Beginning with chapter 30, Jeremiah foretells the restoration of Judah. The people are in a state of panic. This is described by using a metaphor of a woman in labor (vs. 5-6). The concern of God’s people regarding God’s use of the Babylonians to punish them is addressed indirectly in this section, “therefore all those who devour you shall be devoured; and all your adversaries, everyone of them, shall go into captivity; those who plunder you shall become plunder, and all those who prey upon you I will make a prey” (v. 16).

There is a question that we can ask: Why did God allow ungodly nations to exploit His people? Why does God allow evil to go on and evil doers to prosper? In giving hope to His people God gives them the assurance that justice will be served. The nation that is an agent of God’s judgment will also be subjected to the same judgment. These promises of restoration of God’s people and of judgment on God’s enemies are also bringing up the theme of the covenant: “You shall be My people and I will be your God” (v. 22) which is discussed more elaborately in Jeremiah 31.

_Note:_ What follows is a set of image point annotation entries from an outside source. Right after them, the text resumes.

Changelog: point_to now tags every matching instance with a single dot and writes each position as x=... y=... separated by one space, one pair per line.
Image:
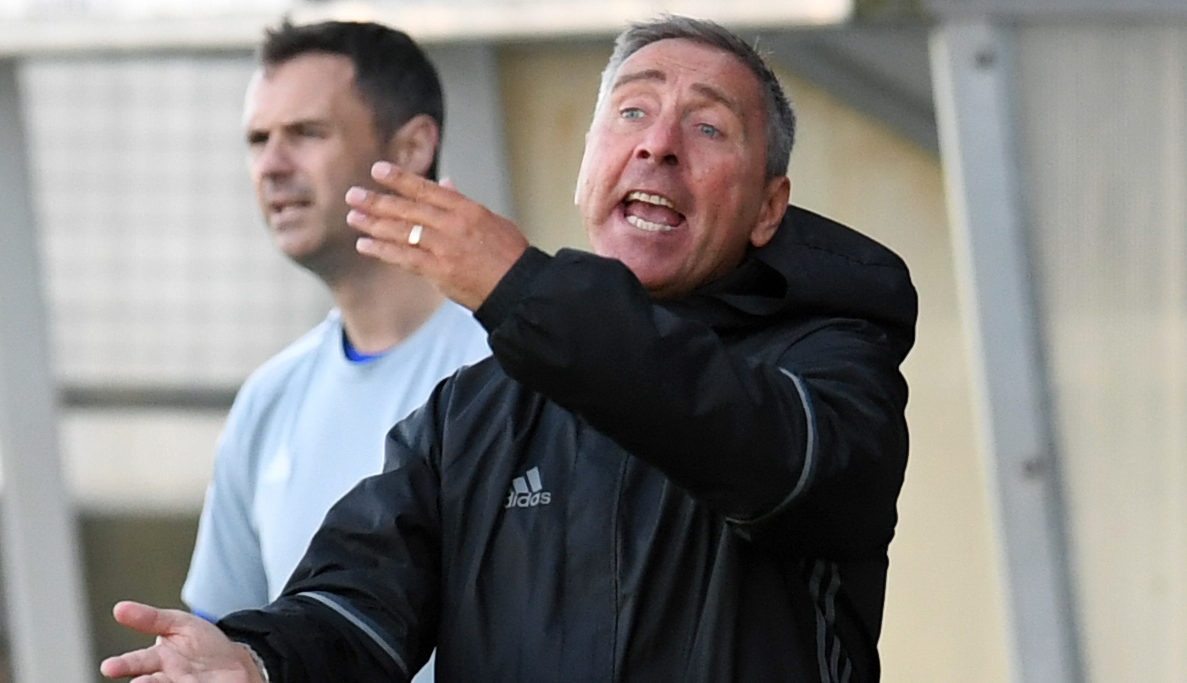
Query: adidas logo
x=527 y=491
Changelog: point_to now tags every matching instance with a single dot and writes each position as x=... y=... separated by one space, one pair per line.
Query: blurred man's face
x=672 y=181
x=310 y=138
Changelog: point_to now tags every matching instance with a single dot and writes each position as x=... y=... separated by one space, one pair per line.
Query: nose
x=661 y=141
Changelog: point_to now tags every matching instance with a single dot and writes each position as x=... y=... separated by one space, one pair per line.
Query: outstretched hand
x=188 y=650
x=461 y=246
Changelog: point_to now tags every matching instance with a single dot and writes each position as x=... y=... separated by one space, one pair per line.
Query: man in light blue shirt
x=327 y=101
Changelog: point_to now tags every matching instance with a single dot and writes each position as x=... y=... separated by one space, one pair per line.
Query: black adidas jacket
x=700 y=489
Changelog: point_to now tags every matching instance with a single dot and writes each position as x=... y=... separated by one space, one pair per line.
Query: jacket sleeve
x=362 y=605
x=803 y=451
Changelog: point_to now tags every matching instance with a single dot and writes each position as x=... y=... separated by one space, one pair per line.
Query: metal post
x=971 y=75
x=43 y=580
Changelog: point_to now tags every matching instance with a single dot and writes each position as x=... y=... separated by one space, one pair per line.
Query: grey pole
x=971 y=74
x=43 y=580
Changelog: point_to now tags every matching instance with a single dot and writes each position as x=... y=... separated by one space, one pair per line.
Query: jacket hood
x=813 y=265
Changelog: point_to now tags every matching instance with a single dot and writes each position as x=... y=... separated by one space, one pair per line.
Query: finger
x=414 y=259
x=383 y=207
x=147 y=619
x=134 y=663
x=413 y=187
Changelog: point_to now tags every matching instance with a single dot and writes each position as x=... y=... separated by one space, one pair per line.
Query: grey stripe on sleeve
x=359 y=621
x=810 y=451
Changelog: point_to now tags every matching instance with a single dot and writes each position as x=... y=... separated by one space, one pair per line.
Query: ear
x=414 y=144
x=774 y=206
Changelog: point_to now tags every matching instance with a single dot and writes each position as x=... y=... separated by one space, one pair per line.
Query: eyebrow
x=704 y=89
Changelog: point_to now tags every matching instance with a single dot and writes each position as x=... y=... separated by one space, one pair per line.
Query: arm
x=362 y=604
x=816 y=434
x=227 y=569
x=761 y=440
x=188 y=649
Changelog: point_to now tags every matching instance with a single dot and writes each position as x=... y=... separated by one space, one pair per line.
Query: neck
x=382 y=305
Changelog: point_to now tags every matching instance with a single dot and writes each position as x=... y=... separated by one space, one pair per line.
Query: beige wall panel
x=944 y=617
x=548 y=101
x=1103 y=112
x=944 y=608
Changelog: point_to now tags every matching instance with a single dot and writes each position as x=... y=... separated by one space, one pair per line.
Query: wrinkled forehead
x=712 y=71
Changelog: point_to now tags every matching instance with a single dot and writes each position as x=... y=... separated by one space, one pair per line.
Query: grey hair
x=780 y=119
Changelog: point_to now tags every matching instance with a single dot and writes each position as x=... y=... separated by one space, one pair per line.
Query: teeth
x=659 y=201
x=648 y=226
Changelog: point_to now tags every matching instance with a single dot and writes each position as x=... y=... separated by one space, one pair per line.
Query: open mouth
x=651 y=213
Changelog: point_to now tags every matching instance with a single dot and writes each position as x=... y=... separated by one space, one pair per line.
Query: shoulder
x=272 y=377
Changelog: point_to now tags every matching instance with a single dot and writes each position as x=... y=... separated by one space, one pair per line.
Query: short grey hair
x=780 y=119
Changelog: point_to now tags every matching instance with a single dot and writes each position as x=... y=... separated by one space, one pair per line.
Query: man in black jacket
x=681 y=462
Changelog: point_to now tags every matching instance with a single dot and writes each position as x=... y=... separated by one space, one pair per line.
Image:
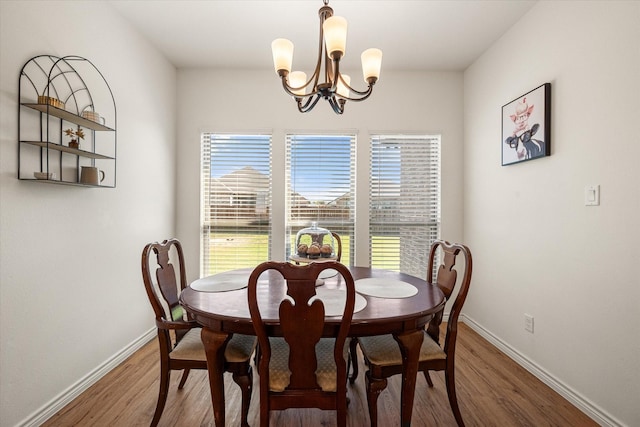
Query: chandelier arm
x=289 y=89
x=359 y=92
x=362 y=98
x=308 y=106
x=336 y=105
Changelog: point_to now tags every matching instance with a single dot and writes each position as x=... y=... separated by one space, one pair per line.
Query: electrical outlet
x=528 y=323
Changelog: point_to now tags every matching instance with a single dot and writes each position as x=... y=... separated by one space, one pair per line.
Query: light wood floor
x=492 y=391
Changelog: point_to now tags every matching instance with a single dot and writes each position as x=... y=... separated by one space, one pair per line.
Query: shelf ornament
x=79 y=133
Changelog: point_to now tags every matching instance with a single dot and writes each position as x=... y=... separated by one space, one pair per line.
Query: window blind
x=405 y=201
x=236 y=200
x=320 y=183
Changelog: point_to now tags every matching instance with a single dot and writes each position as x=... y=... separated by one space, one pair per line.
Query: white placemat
x=325 y=274
x=334 y=299
x=221 y=282
x=329 y=272
x=385 y=288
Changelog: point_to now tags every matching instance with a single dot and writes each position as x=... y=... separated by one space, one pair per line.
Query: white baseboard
x=60 y=401
x=585 y=405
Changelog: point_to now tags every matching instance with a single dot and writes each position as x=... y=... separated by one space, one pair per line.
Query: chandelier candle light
x=336 y=87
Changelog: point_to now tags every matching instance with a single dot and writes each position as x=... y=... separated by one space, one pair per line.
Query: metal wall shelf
x=60 y=85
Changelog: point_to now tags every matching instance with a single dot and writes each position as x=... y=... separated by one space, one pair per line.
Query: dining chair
x=382 y=355
x=181 y=347
x=299 y=368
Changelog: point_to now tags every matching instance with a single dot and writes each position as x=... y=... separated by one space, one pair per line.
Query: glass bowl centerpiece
x=314 y=242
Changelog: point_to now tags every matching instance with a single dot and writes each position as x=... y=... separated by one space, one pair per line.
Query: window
x=236 y=200
x=321 y=186
x=404 y=201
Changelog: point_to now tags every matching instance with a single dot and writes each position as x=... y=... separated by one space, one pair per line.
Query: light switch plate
x=592 y=195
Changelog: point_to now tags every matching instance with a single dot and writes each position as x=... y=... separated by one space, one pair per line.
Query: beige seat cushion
x=326 y=372
x=239 y=348
x=383 y=350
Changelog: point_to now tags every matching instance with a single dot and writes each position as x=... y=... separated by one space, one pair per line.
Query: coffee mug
x=90 y=174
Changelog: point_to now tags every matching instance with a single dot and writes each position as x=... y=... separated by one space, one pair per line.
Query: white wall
x=537 y=248
x=247 y=101
x=71 y=294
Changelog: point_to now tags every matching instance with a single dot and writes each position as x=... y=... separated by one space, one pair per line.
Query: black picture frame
x=526 y=126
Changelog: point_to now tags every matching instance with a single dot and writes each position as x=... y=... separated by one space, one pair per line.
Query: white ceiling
x=413 y=34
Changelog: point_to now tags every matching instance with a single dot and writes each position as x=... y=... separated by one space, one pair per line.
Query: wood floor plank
x=492 y=391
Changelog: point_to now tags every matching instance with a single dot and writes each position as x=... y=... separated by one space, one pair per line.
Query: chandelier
x=336 y=87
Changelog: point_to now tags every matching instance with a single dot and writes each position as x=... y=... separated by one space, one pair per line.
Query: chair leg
x=245 y=382
x=451 y=393
x=428 y=378
x=353 y=359
x=165 y=377
x=183 y=380
x=374 y=388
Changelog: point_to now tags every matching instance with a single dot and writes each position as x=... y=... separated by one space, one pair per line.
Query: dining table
x=387 y=302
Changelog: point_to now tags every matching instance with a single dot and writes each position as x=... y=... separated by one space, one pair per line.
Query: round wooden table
x=224 y=313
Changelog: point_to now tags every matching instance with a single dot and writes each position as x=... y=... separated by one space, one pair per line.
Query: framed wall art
x=526 y=126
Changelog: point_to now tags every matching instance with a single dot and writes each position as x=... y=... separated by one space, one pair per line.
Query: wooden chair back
x=164 y=284
x=446 y=280
x=301 y=323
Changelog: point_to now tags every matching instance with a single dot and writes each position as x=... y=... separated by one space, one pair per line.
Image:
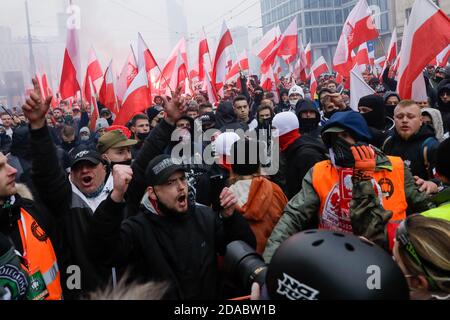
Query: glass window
x=338 y=16
x=315 y=18
x=324 y=34
x=308 y=18
x=316 y=35
x=323 y=17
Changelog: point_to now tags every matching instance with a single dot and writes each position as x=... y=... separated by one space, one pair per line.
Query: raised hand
x=36 y=107
x=228 y=202
x=175 y=108
x=122 y=175
x=365 y=161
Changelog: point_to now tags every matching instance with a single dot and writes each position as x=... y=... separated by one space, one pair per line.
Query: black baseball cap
x=84 y=154
x=160 y=169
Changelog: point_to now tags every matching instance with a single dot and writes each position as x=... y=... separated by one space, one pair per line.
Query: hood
x=225 y=114
x=352 y=121
x=374 y=118
x=389 y=94
x=260 y=195
x=20 y=146
x=438 y=124
x=444 y=85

This restoration is not only material, political or national, it also is a restoration of a covenant relationship between God and His people. In doing health ministry we restore physical health; in feeding the poor we take care of material needs; in seeking justice in a politically unjust environment we uphold the ideals of God’s Word. All these efforts are good and are to be commented, but they are insignificant until we also are aware of the core of the problem, which is a broken relationship with the Creator. This spiritual aspect should be part of every activity in the church, and of individual members who must have the same goal for themselves.

“Dear Lord, please help me to remember in all that I do, that the primary focus of my life should be my relationship with You.  Amen.”